The 40-year-old Kirui, who was a banker, was on Wednesday declared missing along with a Nepali climber, Nawang Sherpa, whose fate is still unknown.

According to Everest Chronicles, Kirui’s body was found near the summit of the Mount Everest.

The Everest Chronicles said the research and rescue team deployed by Seven Summit Treks found the body of Kirui in the stretch between the summit and the Hilary Step, while his climbing guide, Sherpa 44, remains missing, after the duo had been out of contact since late Tuesday.

“With profound sadness, we share the news of Kenyan mountaineer Cheruiyot Kirui’s passing on Mt Everest. His body was found a few meters below the summit point of Mt Everest,” the tabloid said in a statement.

“He was accompanied by a Nepali climber Nawang Sherpa, whose fate is still unknown.

“His indomitable will and passion for mountaineering will forever be an inspiration. We extend our heartfelt condolences to his family and friends during this time of sorrow.”

Reports say Kirui was on a daring mission to reach the summit of Mt Everest, without supplementary oxygen.

“Cheruiyot was a banker. He had climbed to the peak of Mt Kenya, 15 times.

Earlier, officials had said that the research and rescue team had found two bodies but it turned out to be a miscommunication.
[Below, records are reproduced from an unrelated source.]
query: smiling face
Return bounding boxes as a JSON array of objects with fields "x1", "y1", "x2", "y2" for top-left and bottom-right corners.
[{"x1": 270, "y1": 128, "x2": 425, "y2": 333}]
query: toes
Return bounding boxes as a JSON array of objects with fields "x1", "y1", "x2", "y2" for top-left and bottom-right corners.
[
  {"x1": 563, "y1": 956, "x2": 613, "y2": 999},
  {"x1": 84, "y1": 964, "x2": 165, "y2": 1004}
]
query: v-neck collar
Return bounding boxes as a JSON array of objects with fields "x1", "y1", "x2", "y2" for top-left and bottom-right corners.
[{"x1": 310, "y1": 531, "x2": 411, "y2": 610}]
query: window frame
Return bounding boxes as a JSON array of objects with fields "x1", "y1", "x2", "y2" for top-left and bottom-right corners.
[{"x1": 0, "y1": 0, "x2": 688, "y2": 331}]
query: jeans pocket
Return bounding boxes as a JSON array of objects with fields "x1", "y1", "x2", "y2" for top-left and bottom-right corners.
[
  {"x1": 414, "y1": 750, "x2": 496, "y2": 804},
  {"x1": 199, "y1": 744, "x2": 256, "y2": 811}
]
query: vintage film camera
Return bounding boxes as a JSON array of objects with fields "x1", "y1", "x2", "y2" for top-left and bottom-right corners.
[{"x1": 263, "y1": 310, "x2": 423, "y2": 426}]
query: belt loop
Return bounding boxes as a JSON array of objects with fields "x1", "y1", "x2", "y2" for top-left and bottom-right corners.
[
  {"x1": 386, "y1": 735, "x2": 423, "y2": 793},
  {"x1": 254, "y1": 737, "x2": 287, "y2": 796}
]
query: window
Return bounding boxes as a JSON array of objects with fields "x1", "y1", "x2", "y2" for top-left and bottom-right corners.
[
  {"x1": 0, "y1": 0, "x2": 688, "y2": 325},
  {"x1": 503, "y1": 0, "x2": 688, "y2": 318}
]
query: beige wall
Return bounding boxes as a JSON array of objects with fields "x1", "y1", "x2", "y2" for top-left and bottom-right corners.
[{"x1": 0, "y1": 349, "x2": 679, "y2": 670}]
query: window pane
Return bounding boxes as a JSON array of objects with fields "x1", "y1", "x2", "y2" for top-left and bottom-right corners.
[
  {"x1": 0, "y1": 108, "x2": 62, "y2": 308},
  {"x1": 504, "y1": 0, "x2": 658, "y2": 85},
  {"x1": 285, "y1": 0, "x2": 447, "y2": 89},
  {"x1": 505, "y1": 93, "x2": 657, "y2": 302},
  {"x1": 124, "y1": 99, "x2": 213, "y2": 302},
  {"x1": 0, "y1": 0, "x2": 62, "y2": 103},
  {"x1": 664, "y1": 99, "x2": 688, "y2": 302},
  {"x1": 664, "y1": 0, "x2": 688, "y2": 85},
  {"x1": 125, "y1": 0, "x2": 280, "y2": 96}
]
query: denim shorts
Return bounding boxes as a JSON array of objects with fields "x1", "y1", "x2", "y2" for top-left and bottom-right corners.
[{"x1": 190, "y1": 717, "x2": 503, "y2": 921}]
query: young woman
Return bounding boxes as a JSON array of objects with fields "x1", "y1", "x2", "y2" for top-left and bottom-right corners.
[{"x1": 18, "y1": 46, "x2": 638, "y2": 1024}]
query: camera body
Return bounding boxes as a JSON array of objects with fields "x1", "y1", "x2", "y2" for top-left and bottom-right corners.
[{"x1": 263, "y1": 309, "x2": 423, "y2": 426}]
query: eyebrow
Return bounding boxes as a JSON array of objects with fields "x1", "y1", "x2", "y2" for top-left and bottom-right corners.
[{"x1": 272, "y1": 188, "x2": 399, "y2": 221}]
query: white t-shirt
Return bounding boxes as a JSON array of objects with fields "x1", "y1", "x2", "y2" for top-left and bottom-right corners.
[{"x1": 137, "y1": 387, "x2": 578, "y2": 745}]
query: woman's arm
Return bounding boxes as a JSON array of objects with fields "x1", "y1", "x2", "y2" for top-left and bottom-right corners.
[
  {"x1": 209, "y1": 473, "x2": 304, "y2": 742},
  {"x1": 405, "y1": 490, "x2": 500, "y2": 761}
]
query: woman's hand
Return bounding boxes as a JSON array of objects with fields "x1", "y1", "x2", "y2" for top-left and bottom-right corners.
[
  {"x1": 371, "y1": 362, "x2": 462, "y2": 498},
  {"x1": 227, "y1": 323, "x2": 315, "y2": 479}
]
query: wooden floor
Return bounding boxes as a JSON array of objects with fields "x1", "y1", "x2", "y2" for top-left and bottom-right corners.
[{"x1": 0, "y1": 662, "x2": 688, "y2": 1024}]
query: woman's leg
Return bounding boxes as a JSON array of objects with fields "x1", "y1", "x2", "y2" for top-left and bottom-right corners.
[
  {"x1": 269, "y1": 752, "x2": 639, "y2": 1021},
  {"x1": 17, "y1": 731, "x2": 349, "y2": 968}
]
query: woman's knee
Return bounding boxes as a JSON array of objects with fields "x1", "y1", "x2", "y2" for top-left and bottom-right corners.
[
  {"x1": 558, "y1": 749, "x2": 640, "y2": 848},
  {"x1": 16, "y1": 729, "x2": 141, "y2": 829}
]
Khimlal Gautam, Chief of the Expedition Monitoring and Facilitation Field Office of the Department of Tourism at the base camp, said:

“We have received a report that the research and rescue team have found the body of the Kenyan climber, while his guide remains missing. The search for him is going on.

“Sherpa rescuers recovered Kirui’s body at about 19 metres (62 feet) below the 8,849-metre peak, Nepal’s Department of Tourism also said in a statement.

The death of Kirui, brings the total fatalities on Mount Everest to about 335 deaths records out of 7000 climbers over the years.